5. Be Prepared for a Crash
Your child’s safety depends on you choosing and using an appropriate seat at just the right time and place. Use our car seat Finder tool to select an optimal car safety seat for your family.
Children not secured properly in vehicles are among the deadliest road accident victims. Car crashes can be traumatizing experiences for all involved, with even minor incidents leaving lasting psychological scars that last years later.
Kids are at great risk from vehicular backover incidents, in which vehicles backing out of driveways or parking spaces unwittingly strike them with vehicles while they reverse out. Teach your children what a vehicle looks like when it is about to back up and teach them to remain out of its path when necessary.
6. Be Prepared for a Roadside Emergency
Car crash injuries and deaths can often be avoided through the proper use of child safety seats, booster seats, and seat belts tailored specifically to children’s ages/sizes.

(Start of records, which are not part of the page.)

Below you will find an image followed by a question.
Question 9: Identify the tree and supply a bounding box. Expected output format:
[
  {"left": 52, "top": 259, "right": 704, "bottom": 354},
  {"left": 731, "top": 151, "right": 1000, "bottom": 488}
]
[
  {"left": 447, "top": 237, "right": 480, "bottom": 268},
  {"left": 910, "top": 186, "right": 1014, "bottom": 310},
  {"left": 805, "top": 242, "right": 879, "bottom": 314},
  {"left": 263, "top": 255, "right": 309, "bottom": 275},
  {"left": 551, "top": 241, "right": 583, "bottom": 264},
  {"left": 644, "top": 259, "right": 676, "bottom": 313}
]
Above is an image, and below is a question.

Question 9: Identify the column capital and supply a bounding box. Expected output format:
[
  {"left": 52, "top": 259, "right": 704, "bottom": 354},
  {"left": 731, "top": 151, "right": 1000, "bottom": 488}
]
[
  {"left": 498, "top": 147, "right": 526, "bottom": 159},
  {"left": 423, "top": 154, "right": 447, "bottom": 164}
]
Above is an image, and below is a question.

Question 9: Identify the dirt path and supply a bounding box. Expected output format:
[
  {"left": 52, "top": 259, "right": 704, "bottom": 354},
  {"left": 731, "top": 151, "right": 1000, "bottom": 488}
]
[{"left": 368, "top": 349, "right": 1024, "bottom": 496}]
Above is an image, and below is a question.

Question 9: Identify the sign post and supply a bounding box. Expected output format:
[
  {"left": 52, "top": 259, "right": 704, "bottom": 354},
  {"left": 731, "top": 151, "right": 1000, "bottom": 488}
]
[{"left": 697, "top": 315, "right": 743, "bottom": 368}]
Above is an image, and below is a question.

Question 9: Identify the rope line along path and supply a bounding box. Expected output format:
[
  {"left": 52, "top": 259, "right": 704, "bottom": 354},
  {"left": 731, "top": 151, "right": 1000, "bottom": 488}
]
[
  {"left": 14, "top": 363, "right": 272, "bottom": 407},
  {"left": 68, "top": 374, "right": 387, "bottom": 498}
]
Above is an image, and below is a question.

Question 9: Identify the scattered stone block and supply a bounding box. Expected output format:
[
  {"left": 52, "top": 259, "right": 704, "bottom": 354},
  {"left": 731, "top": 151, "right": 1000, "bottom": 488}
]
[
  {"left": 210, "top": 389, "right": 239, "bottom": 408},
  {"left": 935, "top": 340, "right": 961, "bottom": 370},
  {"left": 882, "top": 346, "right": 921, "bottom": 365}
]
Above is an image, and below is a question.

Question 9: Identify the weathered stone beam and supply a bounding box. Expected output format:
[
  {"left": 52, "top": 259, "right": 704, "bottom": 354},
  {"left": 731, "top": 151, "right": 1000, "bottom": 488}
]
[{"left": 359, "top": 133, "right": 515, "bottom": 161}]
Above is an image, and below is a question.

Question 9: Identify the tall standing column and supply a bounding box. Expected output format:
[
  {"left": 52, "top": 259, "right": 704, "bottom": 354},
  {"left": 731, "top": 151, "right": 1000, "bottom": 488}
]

Front airbags have the potential to inflate unexpectedly and strike children or their belts with devastating force, potentially resulting in serious harm or death.
Never leave a child alone in a vehicle for even brief periods; heatstroke can develop rapidly in just minutes.
Keep children safe by not placing anything not provided by the manufacturer in their car seat, such as pillows, blankets, or add-on toys. Bored children can play with seat belt buckles and wrap them around their necks or heads without proper supervision, creating an extreme safety risk.
7. Be Prepared for a Crash
Children remain much safer than ever in car crashes thanks to car seat safety standards and laws, yet parents still get it wrong; using sleeping bags that do not comply with manufacturer specifications; failing to register their seat; and improper installation all put children at risk.
Make sure all children under 13 ride in the back seat, securely buckled into a child car seat or booster seat. Even if they fit into an adult seat belt, children should remain in the rear to avoid front-seat airbags that could seriously injure them. Also don’t forget about forward-facing car seats with tethers for decreased head injuries in accidents.
8. Stay Calm
Teaching kids proper vehicle etiquette is key. Children who behave erratically while riding in the backseat can distract the driver and put all passengers’ safety at risk.
Children should remain rear-facing until they outgrow the height and weight limits of their car seat, then transition to a booster seat equipped with a five-point harness. Never place a child seat in front seats equipped with airbags as this could result in serious injury during an accident.
Keep away from thick clothing like coats and blankets when placing infants and toddlers into car seats, as these could create gaps that allow the straps to separate during an accident. Instead, dress infants and toddlers in thin layers for maximum comfort.